Le gouvernement nigérian a accéléré ses démarches pour mobiliser des partenaires techniques et financiers afin de soutenir le projet de gazoduc Nigeria-Maroc, estimé à 25 milliards de dollars. Ce mégaprojet vise à acheminer le gaz nigérian vers l’Europe via le Maroc, en longeant la côte ouest-africaine.
Selon le journal nigérian The Whistler, Abuja cherche à attirer de nouveaux investisseurs internationaux pour garantir la réalisation de ce projet stratégique, qui figure parmi les plus importants du continent africain.
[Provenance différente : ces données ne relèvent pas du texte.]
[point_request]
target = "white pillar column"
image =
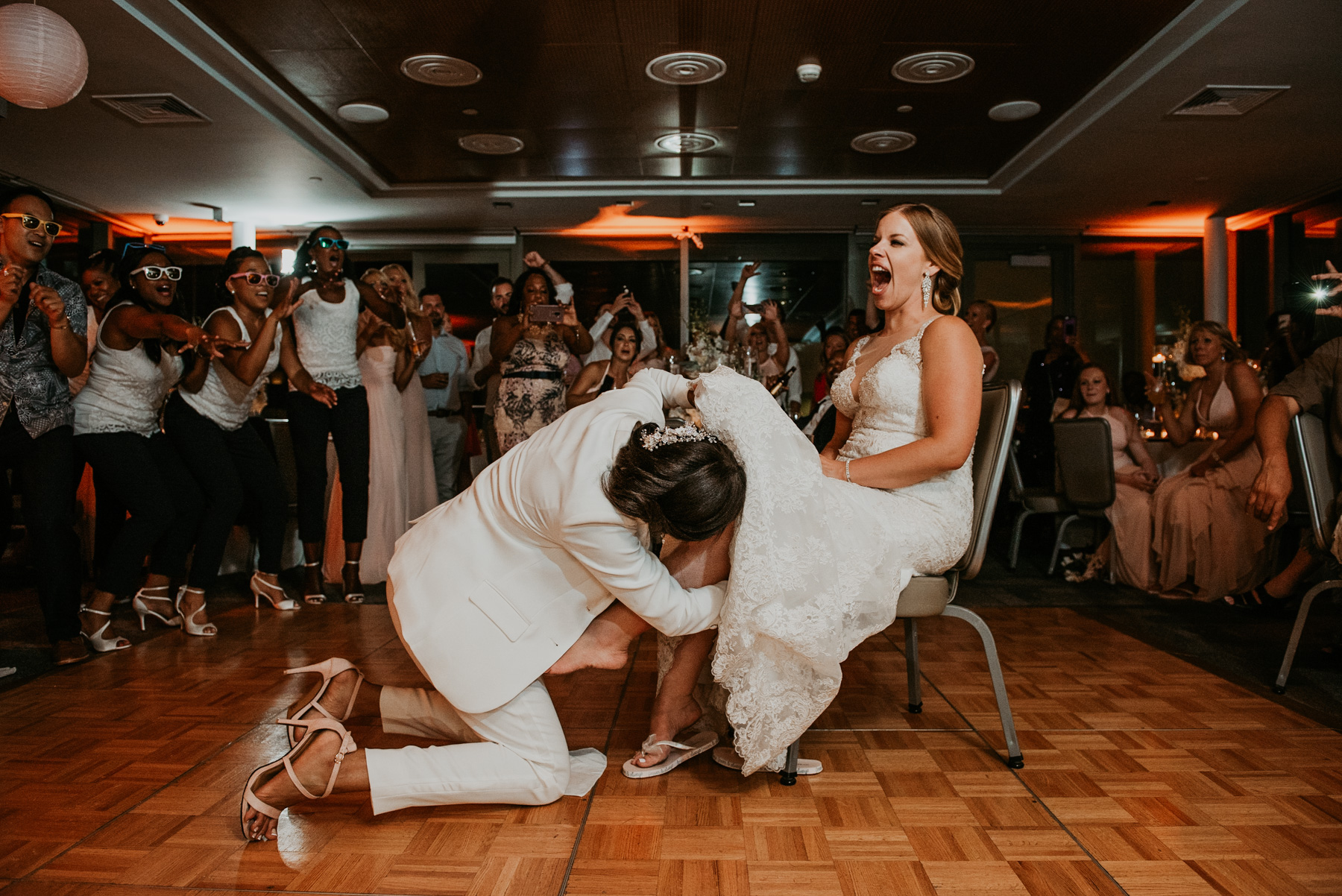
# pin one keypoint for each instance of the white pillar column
(245, 233)
(684, 293)
(1215, 271)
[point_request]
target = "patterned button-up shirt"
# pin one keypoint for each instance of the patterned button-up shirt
(28, 377)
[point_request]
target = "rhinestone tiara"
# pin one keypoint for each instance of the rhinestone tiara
(671, 435)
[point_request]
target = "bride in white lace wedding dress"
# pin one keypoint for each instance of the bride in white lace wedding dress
(825, 545)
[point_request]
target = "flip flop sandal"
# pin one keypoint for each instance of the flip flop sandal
(728, 758)
(679, 753)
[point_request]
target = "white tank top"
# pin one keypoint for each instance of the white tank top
(325, 333)
(125, 391)
(224, 399)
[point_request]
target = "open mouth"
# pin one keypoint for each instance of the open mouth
(879, 275)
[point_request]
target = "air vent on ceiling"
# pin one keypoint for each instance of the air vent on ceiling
(1227, 100)
(152, 109)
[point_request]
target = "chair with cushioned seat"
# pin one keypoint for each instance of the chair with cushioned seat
(927, 596)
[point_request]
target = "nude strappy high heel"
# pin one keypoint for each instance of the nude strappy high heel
(141, 605)
(97, 642)
(285, 762)
(355, 597)
(261, 588)
(328, 669)
(320, 597)
(191, 625)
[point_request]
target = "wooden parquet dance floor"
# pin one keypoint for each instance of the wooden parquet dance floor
(1142, 774)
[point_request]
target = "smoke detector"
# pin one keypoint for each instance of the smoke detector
(1227, 100)
(883, 141)
(441, 72)
(686, 69)
(933, 67)
(490, 144)
(687, 142)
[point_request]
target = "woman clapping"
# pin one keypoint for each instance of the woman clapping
(136, 365)
(231, 463)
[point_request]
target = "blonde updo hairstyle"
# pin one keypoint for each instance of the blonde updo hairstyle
(941, 244)
(411, 302)
(1231, 350)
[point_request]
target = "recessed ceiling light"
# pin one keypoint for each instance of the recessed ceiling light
(490, 144)
(362, 113)
(933, 67)
(883, 141)
(687, 142)
(686, 69)
(441, 72)
(1015, 110)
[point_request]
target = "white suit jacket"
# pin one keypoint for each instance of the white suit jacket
(489, 589)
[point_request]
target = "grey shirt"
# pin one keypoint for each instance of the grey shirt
(28, 377)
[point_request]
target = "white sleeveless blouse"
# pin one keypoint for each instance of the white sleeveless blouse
(125, 391)
(325, 333)
(224, 399)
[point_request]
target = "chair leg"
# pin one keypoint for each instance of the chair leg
(1300, 628)
(1013, 757)
(912, 666)
(1058, 542)
(1015, 537)
(788, 775)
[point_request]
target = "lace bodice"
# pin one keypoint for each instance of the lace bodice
(325, 333)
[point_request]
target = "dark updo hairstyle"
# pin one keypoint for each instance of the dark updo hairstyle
(689, 490)
(233, 265)
(303, 262)
(129, 262)
(514, 306)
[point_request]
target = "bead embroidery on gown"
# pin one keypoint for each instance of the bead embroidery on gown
(818, 564)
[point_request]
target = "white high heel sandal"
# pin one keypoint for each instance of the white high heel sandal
(320, 597)
(141, 605)
(97, 642)
(191, 625)
(261, 588)
(328, 669)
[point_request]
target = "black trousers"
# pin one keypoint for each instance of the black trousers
(235, 471)
(164, 502)
(43, 470)
(309, 424)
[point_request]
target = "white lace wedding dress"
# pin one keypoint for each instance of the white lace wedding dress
(818, 564)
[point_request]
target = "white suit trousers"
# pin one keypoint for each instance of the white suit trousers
(516, 754)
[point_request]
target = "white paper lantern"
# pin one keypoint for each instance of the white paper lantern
(43, 62)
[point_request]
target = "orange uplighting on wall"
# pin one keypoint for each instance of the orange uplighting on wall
(617, 227)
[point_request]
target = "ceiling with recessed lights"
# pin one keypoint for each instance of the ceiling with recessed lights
(635, 89)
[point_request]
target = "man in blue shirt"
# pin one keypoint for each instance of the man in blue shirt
(442, 374)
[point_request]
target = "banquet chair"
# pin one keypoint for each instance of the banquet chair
(1033, 501)
(1315, 471)
(1086, 467)
(927, 596)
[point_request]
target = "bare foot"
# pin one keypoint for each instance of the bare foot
(337, 698)
(603, 646)
(667, 722)
(313, 768)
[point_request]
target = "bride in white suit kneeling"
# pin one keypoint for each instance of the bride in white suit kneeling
(490, 589)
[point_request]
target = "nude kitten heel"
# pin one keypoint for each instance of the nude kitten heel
(328, 669)
(261, 588)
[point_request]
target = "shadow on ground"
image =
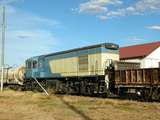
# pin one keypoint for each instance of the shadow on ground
(71, 107)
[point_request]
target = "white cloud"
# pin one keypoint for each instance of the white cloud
(9, 1)
(140, 7)
(27, 35)
(24, 44)
(155, 27)
(97, 6)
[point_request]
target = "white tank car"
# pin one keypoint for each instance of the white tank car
(14, 76)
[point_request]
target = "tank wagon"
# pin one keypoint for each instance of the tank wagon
(76, 71)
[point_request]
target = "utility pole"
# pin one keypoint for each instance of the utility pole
(2, 48)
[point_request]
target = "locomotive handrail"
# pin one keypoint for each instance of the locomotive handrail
(40, 85)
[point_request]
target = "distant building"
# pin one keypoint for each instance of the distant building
(148, 55)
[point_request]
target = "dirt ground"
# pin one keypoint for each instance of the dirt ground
(36, 106)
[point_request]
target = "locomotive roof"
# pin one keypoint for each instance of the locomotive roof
(106, 45)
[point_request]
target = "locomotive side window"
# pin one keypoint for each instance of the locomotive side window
(28, 64)
(83, 63)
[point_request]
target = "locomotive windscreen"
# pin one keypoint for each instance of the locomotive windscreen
(111, 46)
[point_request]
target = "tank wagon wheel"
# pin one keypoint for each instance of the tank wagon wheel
(147, 95)
(156, 94)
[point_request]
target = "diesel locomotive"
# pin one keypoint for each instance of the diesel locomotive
(77, 71)
(93, 71)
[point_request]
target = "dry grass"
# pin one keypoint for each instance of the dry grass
(36, 106)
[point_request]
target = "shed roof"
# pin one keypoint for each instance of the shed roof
(137, 51)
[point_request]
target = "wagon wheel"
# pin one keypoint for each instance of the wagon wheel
(156, 94)
(148, 94)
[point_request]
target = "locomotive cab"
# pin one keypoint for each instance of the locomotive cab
(33, 67)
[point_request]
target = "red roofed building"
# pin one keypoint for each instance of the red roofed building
(148, 55)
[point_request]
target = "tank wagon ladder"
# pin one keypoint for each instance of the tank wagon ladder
(41, 86)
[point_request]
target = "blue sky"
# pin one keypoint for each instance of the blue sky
(35, 27)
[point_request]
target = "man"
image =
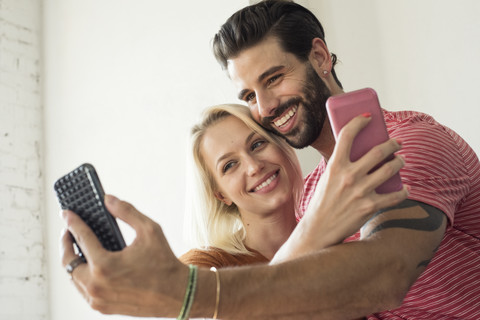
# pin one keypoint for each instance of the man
(429, 241)
(285, 75)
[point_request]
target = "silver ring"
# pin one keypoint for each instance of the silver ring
(75, 263)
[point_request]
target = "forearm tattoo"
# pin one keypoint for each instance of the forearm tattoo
(432, 222)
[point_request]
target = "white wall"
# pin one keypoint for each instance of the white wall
(125, 79)
(23, 285)
(418, 55)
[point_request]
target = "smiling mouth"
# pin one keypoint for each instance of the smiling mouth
(287, 116)
(266, 182)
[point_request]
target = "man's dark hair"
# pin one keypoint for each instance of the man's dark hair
(293, 25)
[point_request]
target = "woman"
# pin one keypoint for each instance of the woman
(248, 184)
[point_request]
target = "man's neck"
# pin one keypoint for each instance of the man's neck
(325, 142)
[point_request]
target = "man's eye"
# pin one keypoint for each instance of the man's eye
(273, 79)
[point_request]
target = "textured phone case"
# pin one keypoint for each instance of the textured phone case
(343, 108)
(81, 192)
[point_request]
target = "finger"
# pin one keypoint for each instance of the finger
(67, 250)
(68, 255)
(385, 172)
(84, 236)
(125, 212)
(347, 135)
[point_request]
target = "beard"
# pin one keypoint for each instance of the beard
(311, 124)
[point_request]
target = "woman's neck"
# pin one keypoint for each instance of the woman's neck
(266, 234)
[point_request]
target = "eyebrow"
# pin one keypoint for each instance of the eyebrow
(260, 78)
(226, 155)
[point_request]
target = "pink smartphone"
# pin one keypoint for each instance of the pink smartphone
(343, 108)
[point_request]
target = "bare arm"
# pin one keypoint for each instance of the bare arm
(343, 281)
(345, 196)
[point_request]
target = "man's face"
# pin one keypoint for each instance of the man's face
(284, 94)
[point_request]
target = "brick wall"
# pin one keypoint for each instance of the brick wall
(23, 291)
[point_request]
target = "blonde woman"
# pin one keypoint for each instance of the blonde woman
(245, 190)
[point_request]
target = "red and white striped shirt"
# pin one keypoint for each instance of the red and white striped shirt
(444, 172)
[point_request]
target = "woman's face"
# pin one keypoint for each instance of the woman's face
(249, 171)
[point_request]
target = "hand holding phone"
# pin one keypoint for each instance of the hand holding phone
(81, 192)
(343, 108)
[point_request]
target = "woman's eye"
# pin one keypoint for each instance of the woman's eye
(257, 144)
(228, 166)
(250, 97)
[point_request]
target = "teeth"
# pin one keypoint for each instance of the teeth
(280, 122)
(266, 183)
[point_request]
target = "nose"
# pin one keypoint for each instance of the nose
(266, 103)
(254, 166)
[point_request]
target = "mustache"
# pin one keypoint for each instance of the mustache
(266, 121)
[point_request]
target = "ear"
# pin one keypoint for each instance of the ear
(222, 198)
(320, 57)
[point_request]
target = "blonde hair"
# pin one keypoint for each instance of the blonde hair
(209, 222)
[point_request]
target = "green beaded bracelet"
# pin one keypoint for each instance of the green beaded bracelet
(190, 293)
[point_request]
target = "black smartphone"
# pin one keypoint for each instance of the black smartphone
(81, 192)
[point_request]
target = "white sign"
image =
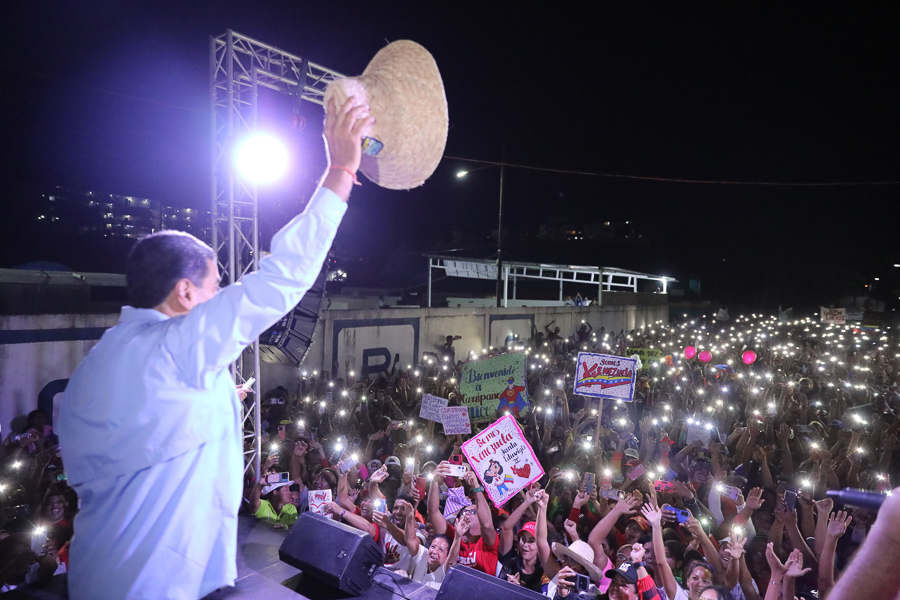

Il ambitionne de renforcer la sécurité énergétique de l’Europe et de consolider le rôle du Nigeria comme acteur majeur du gaz.
Dans ce contexte, le vice-président nigérian, Kashim Shettima, a rencontré le 2 juin les dirigeants de Vitol, la plus grande société indépendante de négoce d’énergie au monde, afin de discuter d’un élargissement des partenariats techniques et financiers.
M. Shettima a souligné que le président Bola Ahmed Tinubu est déterminé à faire du Nigeria une destination de choix pour les investissements énergétiques, citant des réformes majeures comme la suppression des subventions sur le carburant, l’unification du taux de change et une réforme fiscale ambitieuse.
Il a affirmé que le Nigeria entre dans une nouvelle phase économique, axée sur l’ouverture et le développement des infrastructures énergétiques, en ajoutant :
« Le gazoduc Nigeria-Maroc est une priorité nationale. Le Nigeria est en réalité un économie gazière avant d’être pétrolière : nous possédons le 8e plus grand gisement de gaz au monde. »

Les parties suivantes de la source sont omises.